In 2003, however, it was America who launched a preemptive war against a country that had neither the ability nor the motivation to threaten it. The Iraqi government and military, entirely unable to face the US in conventional warfare, collapsed in weeks, but the Iraqi people, most of whom had merely observed the invasion rather than resisted it, were undefeated. Their primary allegiances were tribal and religious, not to the Hussein regime; they were not about to transfer those allegiances to the US.

4: Bremer was no MacArthur.

Does that really even need to be said?

Douglas MacArthur was a brilliant general and strategist with years of experience in the Far East; more importantly, he was a conscientious leader who took his responsibilities as such seriously. He was an avid student of Japanese culture; he went out of his way to show respect for,  and sensitivity to, their customs; he used his vast power to give the Japanese people a taste of just, efficient government; he carefully discriminated between those responsible for the war and the average Japanese. He won the respect – some would say love – of the Japanese people by his conduct and policies, not by some magical force of personality.

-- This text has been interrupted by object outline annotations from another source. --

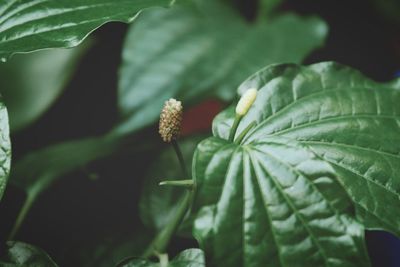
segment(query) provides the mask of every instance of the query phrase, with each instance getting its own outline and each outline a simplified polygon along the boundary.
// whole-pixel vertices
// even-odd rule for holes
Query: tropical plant
[[[249,22],[230,1],[0,0],[0,199],[7,183],[25,193],[1,266],[57,266],[16,241],[31,207],[65,174],[127,155],[155,155],[141,172],[146,230],[82,251],[82,266],[370,266],[365,231],[400,236],[400,80],[300,65],[327,25],[279,4],[260,0]],[[119,121],[10,166],[10,130],[52,106],[110,21],[132,23]],[[210,98],[228,104],[212,136],[181,136],[183,109]],[[175,236],[199,248],[171,255]]]

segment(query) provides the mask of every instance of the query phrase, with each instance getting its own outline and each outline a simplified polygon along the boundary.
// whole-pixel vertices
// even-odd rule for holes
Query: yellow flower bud
[[[254,101],[257,97],[257,89],[251,88],[248,89],[242,97],[240,98],[238,104],[236,105],[236,114],[239,116],[246,115],[247,111],[249,111],[251,105],[253,105]]]
[[[164,142],[170,143],[179,136],[182,123],[183,107],[181,101],[169,99],[165,101],[160,114],[159,133]]]

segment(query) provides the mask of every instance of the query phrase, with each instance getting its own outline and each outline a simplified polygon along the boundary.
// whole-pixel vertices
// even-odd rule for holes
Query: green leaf
[[[352,203],[366,227],[399,234],[398,86],[336,63],[275,65],[245,81],[239,92],[259,92],[236,137],[257,126],[228,142],[228,108],[194,159],[194,234],[210,263],[369,265]]]
[[[122,267],[161,267],[160,263],[150,262],[143,259],[134,259],[129,263],[122,265]],[[204,267],[204,253],[200,249],[191,248],[186,249],[179,253],[167,265],[168,267]]]
[[[0,58],[73,47],[109,21],[132,22],[138,12],[171,0],[1,0]]]
[[[90,46],[17,55],[0,65],[0,91],[8,107],[10,127],[18,131],[38,119],[60,96],[79,59]],[[45,77],[45,78],[44,78]]]
[[[268,19],[275,9],[282,3],[282,0],[259,0],[259,19]]]
[[[57,264],[41,249],[32,245],[9,241],[6,252],[0,259],[4,267],[57,267]]]
[[[11,165],[11,141],[6,106],[0,98],[0,200],[6,188]]]
[[[195,136],[179,141],[188,170],[191,169],[194,150],[202,139],[203,136]],[[160,186],[159,183],[165,180],[179,179],[191,179],[191,177],[184,177],[172,146],[167,147],[149,167],[149,171],[143,179],[139,211],[146,226],[161,231],[176,214],[185,191],[173,186]],[[192,218],[186,218],[181,224],[180,230],[190,233],[191,228]]]
[[[211,266],[368,266],[363,227],[331,166],[270,137],[203,141],[194,235]]]
[[[217,1],[143,12],[125,40],[119,78],[127,133],[153,123],[170,97],[186,105],[210,95],[231,100],[240,82],[261,67],[301,62],[322,45],[326,24],[283,15],[249,24]]]
[[[116,266],[123,259],[134,255],[142,255],[154,236],[153,232],[142,227],[135,229],[133,232],[118,231],[118,229],[117,231],[115,231],[116,229],[113,230],[112,234],[91,240],[88,244],[84,244],[82,248],[71,247],[69,253],[66,254],[67,257],[76,257],[78,254],[75,261],[76,266]]]
[[[279,135],[307,145],[335,168],[367,227],[400,236],[393,212],[400,209],[399,80],[379,84],[351,68],[321,63],[267,68],[239,90],[248,87],[265,88],[264,105],[247,116],[265,122],[245,141]]]

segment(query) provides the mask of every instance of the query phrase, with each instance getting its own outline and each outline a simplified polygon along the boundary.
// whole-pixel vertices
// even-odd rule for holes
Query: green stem
[[[233,125],[231,127],[231,131],[229,132],[229,141],[233,142],[235,138],[237,127],[239,126],[240,121],[242,120],[242,116],[236,114],[235,120],[233,121]]]
[[[252,123],[250,123],[240,134],[239,136],[236,138],[235,140],[235,144],[240,144],[243,141],[243,138],[246,136],[246,134],[251,130],[251,128],[253,128],[256,125],[256,122],[253,121]]]
[[[21,227],[22,223],[25,220],[26,215],[28,214],[30,208],[32,207],[33,203],[35,202],[35,196],[32,194],[28,194],[22,208],[19,211],[18,217],[15,220],[14,226],[11,230],[10,235],[8,236],[8,240],[13,240],[15,235],[18,233],[19,228]]]
[[[167,186],[177,186],[177,187],[185,187],[187,189],[193,189],[193,180],[169,180],[162,181],[159,185],[167,185]]]
[[[162,254],[168,247],[168,244],[181,224],[183,218],[186,215],[186,212],[189,209],[190,202],[192,199],[192,192],[187,191],[183,196],[180,205],[177,209],[175,216],[172,220],[165,226],[165,228],[154,238],[153,242],[143,253],[144,258],[149,258],[153,255]]]
[[[182,151],[181,151],[181,149],[179,148],[178,142],[177,142],[176,140],[172,140],[171,143],[172,143],[172,146],[174,147],[176,156],[178,157],[179,165],[181,165],[181,169],[182,169],[183,175],[184,175],[186,178],[189,178],[189,177],[190,177],[190,176],[189,176],[189,172],[188,172],[187,169],[186,169],[185,160],[184,160],[184,158],[183,158]]]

Now consider L. Paul Bremer – a career fearmonger masquerading as a terrorism expert. Prior to his appointment as Interim Dictator of Iraq he was Chairman and CEO of Marsh Crisis Services, a risk assessment firm – which is to say, his professional expertise was in frightening other corporations. While real terrorism experts like Michael Scheuer repeatedly warned the Bush administration of the likely consequences of Bremer’s (and Bush’s) policies, Bremer used his powerful position to immortalize his own incompetence and ignorance. He disregarded years of American propaganda aimed at convincing Iraqi soldiers to abandon Saddam. Within weeks he had created all the conditions for a Sunni insurgency in Iraq through a series of incredibly stupid executive orders. That insurgency was the incubator in which Abu Bakr al Baghdadi and his private army, AQI/ISIL, were formed and developed. The current “Islamic State” traces its origins directly to Bremer’s first three months in office. While a civil war and an anti-American backlash were likely consequences of the invasion and occupation anyway, Bremer did everything imaginable to guarantee both.

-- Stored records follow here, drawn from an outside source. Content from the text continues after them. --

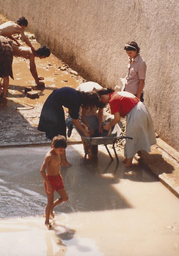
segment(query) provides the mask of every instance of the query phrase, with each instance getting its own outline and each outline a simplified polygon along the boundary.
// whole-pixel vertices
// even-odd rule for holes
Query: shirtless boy
[[[62,177],[59,171],[60,157],[67,146],[65,137],[58,135],[52,141],[52,148],[46,155],[44,161],[40,169],[40,173],[44,180],[45,189],[47,193],[48,202],[45,208],[45,224],[48,228],[51,227],[50,224],[50,215],[54,218],[53,210],[58,205],[66,202],[68,197],[64,187]],[[45,172],[47,169],[47,174]],[[61,198],[53,201],[53,193],[56,190]]]
[[[29,47],[19,46],[13,43],[10,44],[13,50],[14,56],[20,57],[30,60],[30,71],[37,84],[41,86],[44,86],[44,83],[40,81],[43,80],[43,78],[38,76],[35,63],[35,57],[44,59],[49,57],[50,54],[50,51],[49,48],[46,45],[42,45],[34,51]]]
[[[8,37],[10,39],[15,41],[18,45],[20,46],[22,46],[17,39],[12,36],[12,35],[15,34],[20,34],[27,45],[30,47],[33,51],[35,51],[35,49],[24,32],[24,29],[27,26],[28,24],[28,22],[25,17],[19,18],[16,23],[11,20],[7,21],[0,25],[0,36]]]

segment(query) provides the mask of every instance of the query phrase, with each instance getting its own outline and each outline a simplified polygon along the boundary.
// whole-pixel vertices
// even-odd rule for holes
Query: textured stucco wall
[[[160,137],[179,150],[177,0],[0,0],[0,12],[26,17],[41,44],[86,78],[121,86],[123,50],[136,41],[147,66],[145,103]]]

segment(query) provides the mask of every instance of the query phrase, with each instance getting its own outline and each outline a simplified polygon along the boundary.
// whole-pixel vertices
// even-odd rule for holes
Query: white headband
[[[129,46],[129,47],[132,47],[132,48],[134,48],[136,50],[136,48],[134,46],[132,46],[131,45],[125,45],[125,46]]]

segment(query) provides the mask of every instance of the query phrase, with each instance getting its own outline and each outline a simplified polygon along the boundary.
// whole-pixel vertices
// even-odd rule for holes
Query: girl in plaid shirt
[[[126,82],[124,89],[134,94],[143,102],[143,89],[146,78],[146,62],[139,54],[140,48],[133,41],[130,41],[125,45],[124,50],[129,57]]]

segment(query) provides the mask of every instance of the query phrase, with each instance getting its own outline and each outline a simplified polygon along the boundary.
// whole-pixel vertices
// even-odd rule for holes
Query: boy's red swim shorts
[[[52,194],[55,190],[58,190],[59,189],[61,189],[64,188],[64,185],[62,177],[61,175],[59,174],[57,176],[50,176],[50,175],[47,175],[47,179],[49,182],[50,183],[52,188],[52,192],[51,193],[48,193],[48,194]],[[45,182],[44,182],[45,189],[46,193],[47,193],[47,185]]]

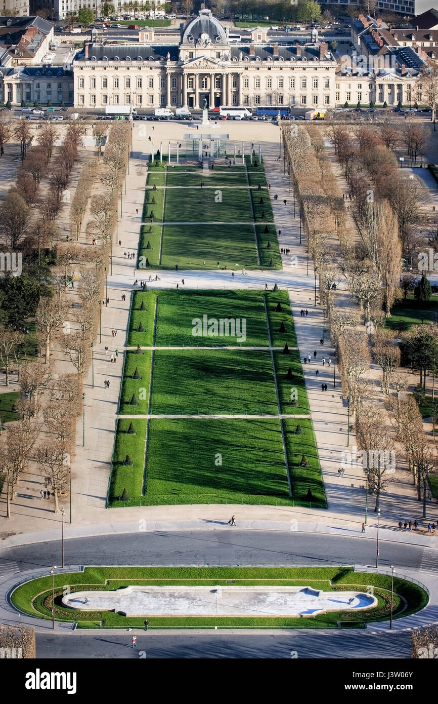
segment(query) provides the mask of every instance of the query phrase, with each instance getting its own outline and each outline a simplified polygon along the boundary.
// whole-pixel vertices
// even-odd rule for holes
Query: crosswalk
[[[0,577],[7,577],[8,574],[13,574],[16,572],[20,570],[14,560],[0,560]]]
[[[420,572],[427,574],[438,574],[438,550],[425,548],[420,563]]]

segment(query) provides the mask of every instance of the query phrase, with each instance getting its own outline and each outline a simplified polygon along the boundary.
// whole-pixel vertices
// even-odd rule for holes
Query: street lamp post
[[[392,628],[392,609],[394,608],[394,565],[391,565],[391,615],[389,616],[389,628]]]
[[[91,389],[94,389],[94,348],[91,342]]]
[[[366,520],[368,518],[368,480],[370,476],[370,469],[367,467],[365,470],[365,473],[366,474],[366,487],[365,489],[365,522],[366,523]]]
[[[315,267],[315,303],[314,308],[316,308],[316,277],[318,275],[318,267]]]
[[[380,509],[377,510],[377,548],[375,551],[375,569],[377,570],[379,566],[379,527],[380,527]]]
[[[65,509],[63,506],[60,509],[62,516],[63,516],[63,527],[61,532],[61,567],[64,567],[64,514],[65,513]]]
[[[52,576],[52,630],[55,630],[55,570],[56,569],[56,565],[53,565],[53,567],[50,570],[50,574]]]

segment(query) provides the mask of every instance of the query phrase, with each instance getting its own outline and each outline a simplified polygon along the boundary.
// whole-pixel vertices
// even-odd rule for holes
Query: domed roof
[[[228,44],[225,30],[210,10],[200,10],[199,16],[189,22],[184,30],[183,44]]]

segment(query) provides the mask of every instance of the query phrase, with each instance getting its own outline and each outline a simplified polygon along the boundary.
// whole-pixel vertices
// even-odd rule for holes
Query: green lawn
[[[207,218],[208,219],[208,218]],[[205,265],[203,261],[205,260]],[[165,269],[221,269],[229,276],[243,267],[258,269],[254,227],[252,225],[165,225],[161,266]]]
[[[127,352],[123,372],[122,391],[120,391],[121,415],[142,415],[148,413],[149,398],[149,380],[152,352],[143,350],[141,354]],[[136,368],[141,379],[133,379]],[[131,404],[133,394],[136,403]]]
[[[302,434],[297,434],[299,426]],[[289,461],[289,474],[292,484],[292,495],[296,503],[304,502],[310,489],[316,501],[312,506],[326,508],[326,492],[321,472],[315,435],[311,420],[299,418],[283,421],[286,439],[286,448]],[[307,461],[307,467],[301,467],[302,455]]]
[[[147,492],[153,504],[289,503],[280,422],[151,420]]]
[[[199,176],[196,177],[197,180]],[[193,182],[193,181],[192,181]],[[187,177],[186,185],[191,185]],[[219,189],[220,190],[220,189]],[[252,215],[247,189],[174,189],[166,194],[165,220],[182,222],[251,222]]]
[[[132,422],[135,434],[127,433]],[[128,497],[139,496],[143,490],[146,421],[134,418],[132,421],[120,419],[112,455],[112,472],[110,495],[121,496],[126,489]],[[124,465],[129,455],[133,464]]]
[[[6,423],[8,420],[18,420],[18,414],[15,412],[13,407],[19,398],[20,394],[18,391],[0,394],[0,423]]]
[[[387,620],[390,610],[391,577],[384,574],[354,572],[342,567],[86,567],[83,572],[54,576],[55,617],[67,623],[77,620],[79,628],[142,628],[144,616],[127,617],[114,612],[78,613],[65,607],[61,599],[66,584],[70,592],[114,591],[136,586],[250,586],[281,585],[310,586],[333,591],[363,591],[374,586],[378,604],[372,610],[333,612],[311,618],[240,617],[149,617],[149,628],[336,628],[363,627],[366,622]],[[39,577],[21,584],[11,595],[16,608],[24,613],[50,620],[52,581],[50,577]],[[423,608],[426,593],[416,584],[395,577],[394,579],[394,618],[405,617]],[[407,608],[405,608],[407,606]],[[146,636],[144,636],[146,637]]]
[[[386,327],[392,330],[408,330],[412,325],[436,321],[438,313],[438,296],[430,301],[417,303],[413,296],[400,301],[391,308],[391,317],[387,318]]]
[[[250,350],[158,350],[151,413],[278,413],[271,355]]]

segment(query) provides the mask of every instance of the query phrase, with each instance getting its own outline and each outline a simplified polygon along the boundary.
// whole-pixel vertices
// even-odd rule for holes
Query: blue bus
[[[262,117],[276,118],[279,113],[280,117],[283,118],[283,119],[284,120],[285,118],[288,118],[290,115],[290,112],[291,112],[290,108],[288,108],[287,106],[285,105],[279,105],[278,106],[276,106],[274,105],[269,105],[265,107],[262,107],[260,105],[257,105],[256,110],[256,115],[257,115],[257,117],[260,118]]]

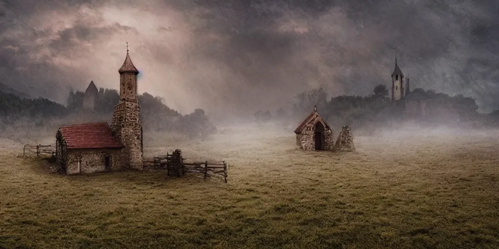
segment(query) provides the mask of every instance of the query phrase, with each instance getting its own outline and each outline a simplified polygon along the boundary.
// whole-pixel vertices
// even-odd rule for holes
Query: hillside
[[[6,85],[4,84],[3,83],[2,83],[1,82],[0,82],[0,91],[3,92],[4,93],[11,93],[12,94],[17,95],[19,96],[19,97],[21,99],[31,98],[31,97],[27,94],[21,93],[18,91],[14,90],[14,89],[10,88],[10,87],[7,86]]]

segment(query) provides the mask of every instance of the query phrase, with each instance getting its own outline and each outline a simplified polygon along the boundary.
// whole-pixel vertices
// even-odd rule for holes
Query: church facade
[[[58,171],[73,174],[142,169],[142,122],[137,99],[139,71],[128,49],[118,72],[120,100],[114,107],[110,126],[100,122],[63,126],[57,130]]]

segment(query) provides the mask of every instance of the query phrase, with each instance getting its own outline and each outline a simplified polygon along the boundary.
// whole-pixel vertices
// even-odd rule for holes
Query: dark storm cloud
[[[136,39],[132,57],[144,69],[144,88],[184,112],[273,110],[319,87],[332,95],[368,94],[390,84],[396,56],[412,87],[499,108],[496,1],[1,2],[4,83],[59,101],[86,87],[85,70],[113,87],[123,55],[111,44]],[[46,25],[32,26],[37,22]]]

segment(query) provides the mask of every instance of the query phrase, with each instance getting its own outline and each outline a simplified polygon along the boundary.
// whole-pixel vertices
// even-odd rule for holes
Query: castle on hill
[[[431,101],[426,96],[417,92],[411,92],[408,78],[406,78],[397,63],[392,73],[392,102],[400,105],[403,113],[407,117],[424,117],[427,115],[427,104]]]
[[[127,49],[118,70],[120,100],[114,107],[112,122],[61,126],[56,134],[56,157],[59,172],[67,174],[141,169],[143,153],[142,122],[137,98],[137,70]],[[83,106],[93,110],[97,91],[91,82]]]

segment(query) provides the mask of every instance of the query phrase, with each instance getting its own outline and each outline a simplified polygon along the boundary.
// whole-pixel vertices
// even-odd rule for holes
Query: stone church
[[[294,130],[296,144],[304,150],[333,149],[333,131],[317,112],[317,107]]]
[[[392,73],[392,102],[397,102],[407,118],[422,118],[427,115],[427,104],[431,101],[424,94],[411,92],[409,78],[404,79],[395,58],[395,68]]]
[[[110,126],[105,122],[61,126],[57,130],[56,157],[59,172],[72,174],[142,169],[142,122],[137,99],[139,71],[128,49],[118,72],[120,100],[114,107]]]
[[[93,81],[90,81],[90,84],[88,84],[88,87],[83,94],[83,110],[94,110],[95,106],[97,105],[98,93],[99,90],[97,89]]]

Does it still seem reasonable, in light of the above, to blame the absence of American forces since 2011 for Iraq’s current plight? Add to all this theorizing the fact that insurgent violence and terrorism during the occupation was at its worst from 2004-06, with >100,000 coalition troops in the country – before the much hyped “surge” had taken place and before the 2011 withdrawal date had been set by the Bush administration. If the insurgency could not be contained with that level of military presence, on what basis can it be claimed that an extended troop presence would have helped? Add to that the equally important fact that even the puppet government we established under Maliki refused to allow any American troops to remain, so that if we had kept combat forces there they would likely have been dealing with a Shia threat perhaps equal to the Sunni insurgency.

There is simply no way one can argue from the facts that it was the withdrawal of American forces that paved the way for ISIL. On the contrary, it was the overthrow of Saddam Hussein, the subsequent occupation of Iraq and the policies pursued by the Bush administration and the occupying authorities which led to the ongoing tragedy that is Iraq today.

Principled Opposition Or Game Of Thrones?

For those of you who still hold to the myth that there is some meaningful distinction between a “conservative” or right-wing foreign policy and a “liberal” or leftist one, here’s something to think about:

In 2002, a Republican-controlled US government joined a Labour-controlled UK government to launch an unprovoked attack on Iraq, justifying the war with flimsy, perhaps even fabricated evidence of WMDs. They did so in the face of significant push-back from the Democratic and Tory oppositions.

Eleven years later, a Democratic-controlled US government and a Tory-controlled UK government seek to launch an unprovoked attack on Syria, justifying the war with similarly hasty claims. They appear ready to move forward in the face of significant push-back from the Republican and Labour oppositions.

I’d like to repeat a proposition I’ve made before, in spite of the likelihood that it will tick some of you off: the only bedrock principle guiding the foreign policy positions of most American (and many British) politicians is job security/advancement. They don’t give a rat’s whisker for the lives of American soldiers or innocent civilians, except to the extent that their constituents are likely to blame them. They don’t care whether an “intervention” is moral, constitutional, proportional or affordable. They know that war always results in the accrual and consolidation of power in the hands of the executive, and thus they support war when their guy is in and oppose it when the other guy is in. They make decisions that will affect the lives and livelihoods of untold numbers of their fellow creatures based on a despicable and mercenary calculus: who will get the credit, and who will get the blame?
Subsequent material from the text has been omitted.